Lawlor held discussions with the Ombudsman, members of Parliament, prosecutors, the Supreme Court and representatives of the international community. She also visited a pre-trial detention center and met human rights defenders there. Although her request to visit the GBAO was denied, she was able to visit prisoners elsewhere in the country. The Special Rapporteur will present a full report on her visit to the Human Rights Council in March 2024.
She concluded the two-week visit to Tajikistan by urging its government to “eliminate the intense atmosphere of fear” in the post-Soviet Central Asian republic. After meetings with activists and officials including lawmakers, judges, and prosecutors, she called on President Emomali Rahmon and other officials to treat human rights activists as “partners, not enemies.”

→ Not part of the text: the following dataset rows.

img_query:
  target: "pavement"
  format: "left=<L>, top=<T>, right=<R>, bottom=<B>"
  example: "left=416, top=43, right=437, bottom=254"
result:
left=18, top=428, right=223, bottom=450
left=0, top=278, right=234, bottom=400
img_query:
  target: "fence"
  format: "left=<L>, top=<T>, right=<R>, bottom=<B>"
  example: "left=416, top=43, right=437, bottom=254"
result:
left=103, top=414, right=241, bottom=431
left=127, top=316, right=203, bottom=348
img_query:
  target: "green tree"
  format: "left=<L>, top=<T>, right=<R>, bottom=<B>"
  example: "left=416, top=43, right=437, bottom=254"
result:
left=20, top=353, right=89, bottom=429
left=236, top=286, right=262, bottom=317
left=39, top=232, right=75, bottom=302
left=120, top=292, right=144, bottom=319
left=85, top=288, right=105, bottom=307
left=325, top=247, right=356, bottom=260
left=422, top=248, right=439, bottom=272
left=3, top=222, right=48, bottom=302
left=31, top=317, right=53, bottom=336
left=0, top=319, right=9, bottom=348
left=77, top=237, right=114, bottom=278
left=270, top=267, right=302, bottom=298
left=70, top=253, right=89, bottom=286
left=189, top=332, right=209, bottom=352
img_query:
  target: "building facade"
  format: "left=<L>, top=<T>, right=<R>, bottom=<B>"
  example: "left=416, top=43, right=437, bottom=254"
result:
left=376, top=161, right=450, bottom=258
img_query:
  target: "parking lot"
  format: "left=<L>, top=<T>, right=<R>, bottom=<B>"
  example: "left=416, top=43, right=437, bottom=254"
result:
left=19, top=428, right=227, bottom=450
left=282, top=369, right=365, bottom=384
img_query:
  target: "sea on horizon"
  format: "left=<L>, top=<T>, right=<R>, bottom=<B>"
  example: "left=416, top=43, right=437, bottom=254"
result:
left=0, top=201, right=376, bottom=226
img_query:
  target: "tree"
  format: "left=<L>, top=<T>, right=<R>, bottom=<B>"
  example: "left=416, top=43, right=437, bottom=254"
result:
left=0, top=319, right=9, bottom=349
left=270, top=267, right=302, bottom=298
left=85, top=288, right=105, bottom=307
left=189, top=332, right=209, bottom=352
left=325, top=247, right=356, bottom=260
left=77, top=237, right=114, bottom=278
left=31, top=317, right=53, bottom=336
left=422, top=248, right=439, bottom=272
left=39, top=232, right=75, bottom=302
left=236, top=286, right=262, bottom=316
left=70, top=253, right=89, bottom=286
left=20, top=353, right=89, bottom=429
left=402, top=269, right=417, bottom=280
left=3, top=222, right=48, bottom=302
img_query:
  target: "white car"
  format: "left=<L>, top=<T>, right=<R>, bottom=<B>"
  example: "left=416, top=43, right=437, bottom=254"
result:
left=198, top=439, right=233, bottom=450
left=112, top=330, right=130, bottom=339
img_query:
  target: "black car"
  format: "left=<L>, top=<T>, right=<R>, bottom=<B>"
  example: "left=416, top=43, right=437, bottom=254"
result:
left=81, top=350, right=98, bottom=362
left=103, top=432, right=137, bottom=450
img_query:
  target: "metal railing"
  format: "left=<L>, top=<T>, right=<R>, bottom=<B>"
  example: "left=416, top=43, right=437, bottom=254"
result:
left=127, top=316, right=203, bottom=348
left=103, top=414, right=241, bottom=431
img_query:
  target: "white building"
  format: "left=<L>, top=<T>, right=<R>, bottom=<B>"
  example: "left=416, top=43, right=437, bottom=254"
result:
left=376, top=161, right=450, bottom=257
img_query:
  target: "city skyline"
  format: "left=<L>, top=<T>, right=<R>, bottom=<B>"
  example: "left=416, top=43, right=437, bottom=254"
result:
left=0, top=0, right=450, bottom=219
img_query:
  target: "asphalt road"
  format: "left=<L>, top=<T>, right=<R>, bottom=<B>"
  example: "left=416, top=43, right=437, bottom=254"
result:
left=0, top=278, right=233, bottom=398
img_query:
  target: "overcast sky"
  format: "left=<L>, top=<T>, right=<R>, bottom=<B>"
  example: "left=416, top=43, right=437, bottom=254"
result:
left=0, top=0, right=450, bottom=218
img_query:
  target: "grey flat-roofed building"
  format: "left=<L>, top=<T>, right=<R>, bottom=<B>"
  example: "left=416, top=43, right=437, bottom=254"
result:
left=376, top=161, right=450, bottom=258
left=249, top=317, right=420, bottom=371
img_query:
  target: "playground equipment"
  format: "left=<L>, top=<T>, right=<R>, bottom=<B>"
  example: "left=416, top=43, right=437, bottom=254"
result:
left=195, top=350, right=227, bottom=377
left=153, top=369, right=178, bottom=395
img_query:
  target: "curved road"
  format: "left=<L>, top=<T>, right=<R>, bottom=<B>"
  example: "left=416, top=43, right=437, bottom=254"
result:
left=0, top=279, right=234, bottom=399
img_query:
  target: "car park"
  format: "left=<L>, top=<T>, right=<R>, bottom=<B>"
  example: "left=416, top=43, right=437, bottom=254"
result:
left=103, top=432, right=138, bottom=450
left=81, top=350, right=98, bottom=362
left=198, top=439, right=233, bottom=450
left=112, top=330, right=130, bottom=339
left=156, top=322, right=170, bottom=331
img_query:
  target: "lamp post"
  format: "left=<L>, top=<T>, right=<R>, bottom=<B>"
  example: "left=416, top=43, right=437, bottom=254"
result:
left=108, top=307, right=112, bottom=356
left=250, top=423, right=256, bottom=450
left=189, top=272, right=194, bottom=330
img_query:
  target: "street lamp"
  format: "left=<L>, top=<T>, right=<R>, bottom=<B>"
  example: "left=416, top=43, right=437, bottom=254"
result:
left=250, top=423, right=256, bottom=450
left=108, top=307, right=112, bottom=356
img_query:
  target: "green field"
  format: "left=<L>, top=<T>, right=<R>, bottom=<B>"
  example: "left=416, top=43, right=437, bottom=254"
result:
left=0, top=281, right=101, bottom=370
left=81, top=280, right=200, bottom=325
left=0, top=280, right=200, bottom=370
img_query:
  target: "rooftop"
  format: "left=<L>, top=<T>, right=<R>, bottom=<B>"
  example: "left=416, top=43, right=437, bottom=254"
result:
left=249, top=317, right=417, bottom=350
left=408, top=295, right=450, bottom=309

She contended that repression in the country was growing after authorities followed up a lethal military operation in the GBAO with military sweeps and arrests in an area where ethnic Pamiri minorities form the bulk of the 250,000 population. Lawlor also cited local journalists, saying that it was now more difficult to be a journalist in Tajikistan than during the country’s brutal civil war in the 1990s.
“Lawyers, journalists and others are being targeted for their human rights work. They have been confronted with a range of difficulties ranging from onerous administrative burdens, to harassment, threats, criminalization, closed unfair trials and imprisonment,” said Lawlor.
Tajikistan authorities have for years waged war on the opposition, civil activists, journalists, and anyone brave enough to defend them. Even with a top United Nations rights expert visiting Dushanbe, Tajik authorities did not take a break and wrapped up their latest harsh bout of repression. Among at least six convictions handed out to activists during Lawlor’s visit were a 21-year prison sentence for prominent civic leader Ulfatkhonim Mamadshoeva and 15- and 30-year terms, respectively, for lawyers Manuchehr Kholiknazarov and Faromuz Irgashev.
“Above: University of Oxford Podcasts, Asian Studies Centre – Steve Swerdlow, Neil Clarke, Syinat Sultanalieva discuss human rights violations in Tajikistan, chaired by Faisal Devji.”
Steve Swerdlow, a longtime observer of Tajikistan and associate professor of human rights at the University of Southern California, said that Lawlor’s “fiery, clear-eyed press conference” concluding her visit “contrasted strongly with the increasingly muted response” on Tajikistan’s ongoing “parade of horrors” from Western governments and international organizations. That the rash of sentences were handed down while Lawlor was in the Tajik capital “further illustrates the near total impunity with which Tajik President Emomali Rahmon now rules,” Swerdlow said.